You see them more and more on the evening news: people out en masse, partying in crowded, recently opened (or illegally opened) bars. Some have just come from rallies where they gathered around Patrick Henry’s immortal soundbite, “Give me Liberty, or give me Death!” You can almost hear the excess capitalization as they ignore the fact that Liberty and Death are not mutually exclusive. In a pandemic, they can be correlative, if not causative.
But I understand where they’re coming from. Boredom. At least, that’s what most seem to say on camera. “I’ve just got to get out of the house!” One day blurs into the next, giving us the new word “Blursday.” A meme shows a generic calendar with each column headed by the same word. “Day.”
Our brains thrive on novelty. The first bite of our favorite foods can cause our eyelids to flutter shut and our eyes to roll back in transient ecstasy. A month later, you’ll remember that first bite, but you won’t remember the ninth or tenth by the end of the meal.
Savoring that first bite can seem to take as long as the rest of the meal. That’s because our brains have many clocks to keep track of time. None of these brain clocks have hour hands. They measure time in fractions of a day or fractions of a second. There’s nothing really in between.

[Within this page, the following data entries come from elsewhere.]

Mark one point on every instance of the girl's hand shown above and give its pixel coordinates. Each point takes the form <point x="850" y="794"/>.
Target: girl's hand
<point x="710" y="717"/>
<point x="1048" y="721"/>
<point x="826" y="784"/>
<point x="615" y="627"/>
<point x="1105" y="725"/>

We experience that first bite in what neurologists call “prospective time.” While we’re looking forward to it and experiencing it, our brains measure time in fractions of a second. But the rest of the meal doesn’t get as much attention as that first bite. Rather than form new memories of each bite, our brains overwrite the same memory pattern over and over again. We don’t experience eating the rest of the meal so much as remember it later in “retrospective time.”

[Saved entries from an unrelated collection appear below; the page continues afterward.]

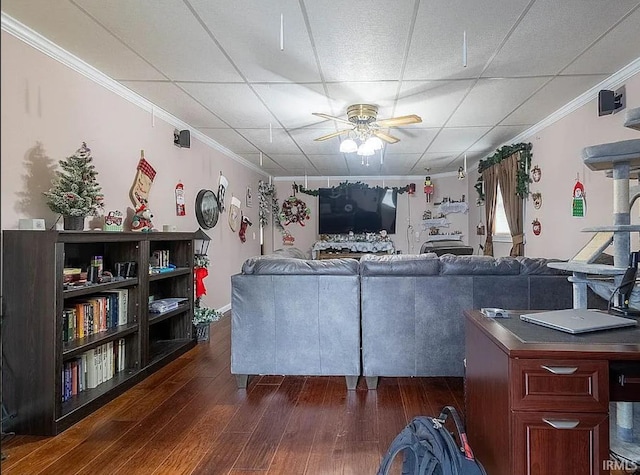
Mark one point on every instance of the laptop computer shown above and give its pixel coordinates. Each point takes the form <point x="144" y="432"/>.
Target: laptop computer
<point x="579" y="320"/>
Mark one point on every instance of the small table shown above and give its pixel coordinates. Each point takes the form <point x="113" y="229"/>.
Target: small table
<point x="353" y="249"/>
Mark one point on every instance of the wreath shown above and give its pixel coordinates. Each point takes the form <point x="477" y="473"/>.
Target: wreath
<point x="294" y="210"/>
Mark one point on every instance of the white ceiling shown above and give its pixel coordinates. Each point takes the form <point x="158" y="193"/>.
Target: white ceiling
<point x="218" y="66"/>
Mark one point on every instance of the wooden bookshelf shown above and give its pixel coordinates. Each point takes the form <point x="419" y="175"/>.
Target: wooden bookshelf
<point x="35" y="296"/>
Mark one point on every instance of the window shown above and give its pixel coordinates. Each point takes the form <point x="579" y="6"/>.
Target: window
<point x="501" y="231"/>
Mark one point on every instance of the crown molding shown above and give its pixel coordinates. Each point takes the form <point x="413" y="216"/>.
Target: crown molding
<point x="611" y="82"/>
<point x="47" y="47"/>
<point x="364" y="177"/>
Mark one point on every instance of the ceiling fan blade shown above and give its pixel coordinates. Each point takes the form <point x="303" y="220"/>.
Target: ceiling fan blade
<point x="403" y="120"/>
<point x="330" y="117"/>
<point x="386" y="137"/>
<point x="334" y="134"/>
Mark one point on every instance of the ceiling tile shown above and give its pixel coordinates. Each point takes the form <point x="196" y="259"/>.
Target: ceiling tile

The same thing happens all the time. We experience new things in prospective time, but repetitive actions blur into retrospective time. We tend to live in prospective time where the length a pause in conversation can have real meaning. We may have only a split second to react when we see a snake while hiking through the fields. Is it a rat snake or a rattlesnake? Boom! We decide. That’s why time drags on forever when we’re bored. Each tick of the clock may take a week. But when we look back at a month of boredom, it seems to have slipped by in a blink as each day blurs into the one before.

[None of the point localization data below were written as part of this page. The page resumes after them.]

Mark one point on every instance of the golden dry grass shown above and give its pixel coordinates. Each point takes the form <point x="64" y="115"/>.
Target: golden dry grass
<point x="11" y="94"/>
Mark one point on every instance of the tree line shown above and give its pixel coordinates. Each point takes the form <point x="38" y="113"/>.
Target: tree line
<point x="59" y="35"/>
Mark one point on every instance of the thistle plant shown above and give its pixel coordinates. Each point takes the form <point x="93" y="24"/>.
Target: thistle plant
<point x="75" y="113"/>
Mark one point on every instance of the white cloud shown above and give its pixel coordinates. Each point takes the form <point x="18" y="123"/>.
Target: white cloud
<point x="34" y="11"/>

Now put yourself in a different place. What if you weren’t “stuck at home” because of a government order? (An order that is being gradually relaxed as I write this.) What if you couldn’t leave home because your body was unable to take you outside? What if you were stuck at home—maybe even confined to your bed—for the foreseeable future? For the rest of your life? Your mind would turn the seconds into minutes and the minutes into hours. But it would also turn the months into days and the years into weeks.
Many people are in this unenviable situation because of injury, disease, or age. Since 1891, these people have been called “shut-ins” or, more kindly, “homebound.” Shelter in Place orders have given all of us the opportunity to experience their reality. The difference is we can escape to protest or to deal with essential tasks. Even when the last Shelter in Place order is lifted, the homebound will remain…well, shut in.
One of the services we provide at Hearts, Homes, and Hands is to help the homebound deal with their persistent reality.
Even though it seems like it wouldn’t work, one of the best things you can do to fight isolation and boredom is to keep to your normal schedule as much as you can. Go to bed and wake up at the same time as before COVID. Prepare your meals and eat them when you normally would. Exercise on your regular schedule even if it means jogging around the living room or lifting your kids instead of weights. If you can’t go to work, set aside some time to learn new things, to write letters, or to play games—anything to create new experiences for your brain to look forward to.
But the most important thing to schedule is downtime. Set aside time to do nothing. That’s right. Make time to do nothing at all. Force your brain to be bored so it looks forward to and enjoys the experiences it can have. Contrast real boredom with routine, and most of us will really appreciate being able to focus on and savor that first bite of activity—whatever it is.